A entrada do negro em ambientes que foram historicamente de brancos traz também o choque e o preconceito como consequências. “O racismo institucional é muito mais difícil de ser combatido, é inerente ao próprio dia a dia das instituições. Tem muita gente trabalhando junto e isso acaba existindo”, diz Maju.

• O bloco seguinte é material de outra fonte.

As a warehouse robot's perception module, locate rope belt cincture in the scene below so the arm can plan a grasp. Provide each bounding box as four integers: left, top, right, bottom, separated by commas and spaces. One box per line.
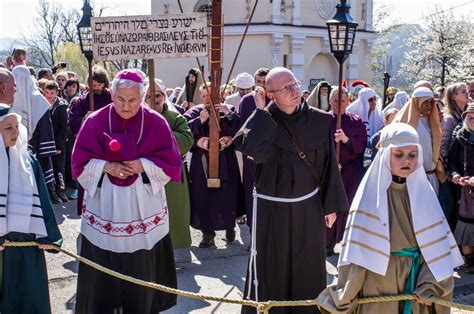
247, 187, 319, 302
390, 247, 421, 314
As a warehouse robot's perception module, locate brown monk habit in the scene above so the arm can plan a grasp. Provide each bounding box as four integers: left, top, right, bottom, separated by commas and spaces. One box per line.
234, 102, 349, 314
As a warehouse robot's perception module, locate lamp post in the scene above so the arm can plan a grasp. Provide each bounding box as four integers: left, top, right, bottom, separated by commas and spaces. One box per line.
77, 0, 94, 111
326, 0, 358, 162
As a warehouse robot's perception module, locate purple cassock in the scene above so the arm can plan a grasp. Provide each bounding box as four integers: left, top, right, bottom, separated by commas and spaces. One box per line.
184, 105, 243, 231
72, 104, 182, 186
68, 88, 112, 134
326, 111, 367, 247
239, 93, 270, 227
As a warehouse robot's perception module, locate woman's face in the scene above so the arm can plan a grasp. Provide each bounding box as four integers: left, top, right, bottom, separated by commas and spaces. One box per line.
67, 83, 78, 97
390, 145, 418, 178
464, 112, 474, 131
0, 115, 20, 147
145, 86, 166, 113
453, 85, 469, 110
56, 75, 67, 89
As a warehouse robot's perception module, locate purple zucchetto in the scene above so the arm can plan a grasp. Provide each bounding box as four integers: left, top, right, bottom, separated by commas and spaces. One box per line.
115, 69, 144, 84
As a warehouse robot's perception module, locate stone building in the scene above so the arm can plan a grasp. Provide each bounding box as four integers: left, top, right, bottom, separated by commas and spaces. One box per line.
151, 0, 376, 88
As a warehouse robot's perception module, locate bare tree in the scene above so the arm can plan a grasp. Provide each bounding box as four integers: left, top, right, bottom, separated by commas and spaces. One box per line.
23, 0, 80, 67
400, 8, 473, 86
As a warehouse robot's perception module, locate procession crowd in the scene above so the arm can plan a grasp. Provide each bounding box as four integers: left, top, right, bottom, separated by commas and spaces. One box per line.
0, 49, 474, 313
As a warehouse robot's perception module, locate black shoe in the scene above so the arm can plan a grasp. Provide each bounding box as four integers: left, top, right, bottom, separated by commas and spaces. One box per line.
49, 191, 63, 204
199, 237, 216, 249
56, 191, 69, 203
225, 229, 235, 243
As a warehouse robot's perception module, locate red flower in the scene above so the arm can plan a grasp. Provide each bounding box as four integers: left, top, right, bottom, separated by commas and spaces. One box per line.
104, 222, 112, 232
125, 225, 133, 234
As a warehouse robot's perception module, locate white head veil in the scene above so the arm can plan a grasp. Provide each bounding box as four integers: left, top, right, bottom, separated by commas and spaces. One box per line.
12, 65, 50, 139
0, 104, 48, 237
347, 88, 383, 137
382, 91, 408, 113
338, 123, 464, 282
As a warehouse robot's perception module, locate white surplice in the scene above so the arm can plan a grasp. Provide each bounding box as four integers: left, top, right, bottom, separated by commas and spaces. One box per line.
78, 158, 170, 253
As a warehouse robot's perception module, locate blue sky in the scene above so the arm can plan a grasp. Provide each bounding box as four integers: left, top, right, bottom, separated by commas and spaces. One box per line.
0, 0, 474, 38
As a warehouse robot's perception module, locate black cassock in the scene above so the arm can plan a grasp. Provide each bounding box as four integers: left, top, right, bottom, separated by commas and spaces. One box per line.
234, 102, 349, 313
29, 110, 56, 191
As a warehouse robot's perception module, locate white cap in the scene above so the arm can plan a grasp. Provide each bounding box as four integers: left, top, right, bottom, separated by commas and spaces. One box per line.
413, 87, 433, 97
235, 72, 255, 88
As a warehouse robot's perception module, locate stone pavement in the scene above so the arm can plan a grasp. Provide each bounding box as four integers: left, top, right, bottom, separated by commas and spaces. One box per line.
47, 202, 474, 314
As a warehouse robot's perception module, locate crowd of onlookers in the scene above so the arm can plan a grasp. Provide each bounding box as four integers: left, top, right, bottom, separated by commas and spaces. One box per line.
0, 46, 474, 272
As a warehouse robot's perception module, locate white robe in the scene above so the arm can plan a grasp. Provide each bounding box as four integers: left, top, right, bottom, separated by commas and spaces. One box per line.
78, 158, 170, 253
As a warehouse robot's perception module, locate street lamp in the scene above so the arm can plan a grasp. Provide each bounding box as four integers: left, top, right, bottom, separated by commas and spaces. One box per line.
326, 0, 358, 162
77, 0, 94, 111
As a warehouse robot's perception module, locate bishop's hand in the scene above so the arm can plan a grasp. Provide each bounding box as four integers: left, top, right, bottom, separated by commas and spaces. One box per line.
103, 161, 133, 179
324, 213, 337, 228
253, 86, 267, 109
199, 110, 209, 124
122, 159, 145, 174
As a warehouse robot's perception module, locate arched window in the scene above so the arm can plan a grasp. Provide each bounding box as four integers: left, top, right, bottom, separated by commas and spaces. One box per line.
194, 0, 212, 20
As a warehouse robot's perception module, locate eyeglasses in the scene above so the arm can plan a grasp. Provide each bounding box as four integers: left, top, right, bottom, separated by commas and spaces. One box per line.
270, 81, 301, 93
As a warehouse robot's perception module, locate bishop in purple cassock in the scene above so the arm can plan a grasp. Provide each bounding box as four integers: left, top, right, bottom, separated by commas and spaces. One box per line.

A pesquisadora do Núcleo de Estudos Negros da Universidade Federal de Santa Catarina (UFSC) Joana Passos diz que o racismo segue desafiando negros e indígenas. “O racismo não desapareceu da sociedade brasileira, sendo assim, também não desapareceu da universidade”, afirma. Para ela, a estratégia para se superar esse problema é falar sobre o tema e fazer com que as pessoas percebam que ele, junto a questões econômicas e de gênero, estrutura as desigualdades do Brasil. Joana aponta a devida punição, a instituição de programas anti-racismo e a implementação da Lei 10639/03, que obriga o ensino da história e da cultura afro-brasileira na educação básica e ensino superior, como medidas necessárias para um avanço na área.
Pesquisa
Muitos cotistas procuram se integrar a grupos e núcleos de pesquisa para se apropriarem melhor das questões raciais na sociedade brasileira. Mas é preciso que as próprias universidades propiciem isso, afirma a professora. Teles ressalta que é mais comum estudantes negros organizarem eventos e ações pontuais para a conscientização sobre o assunto. De toda forma, não há cobrança de que cotistas se voltem às suas comunidades ou questões étnico-raciais com suas pesquisas. São muitos alunos e bolsas de pesquisa e, naturalmente, não é todo orientador que trabalha com racismo.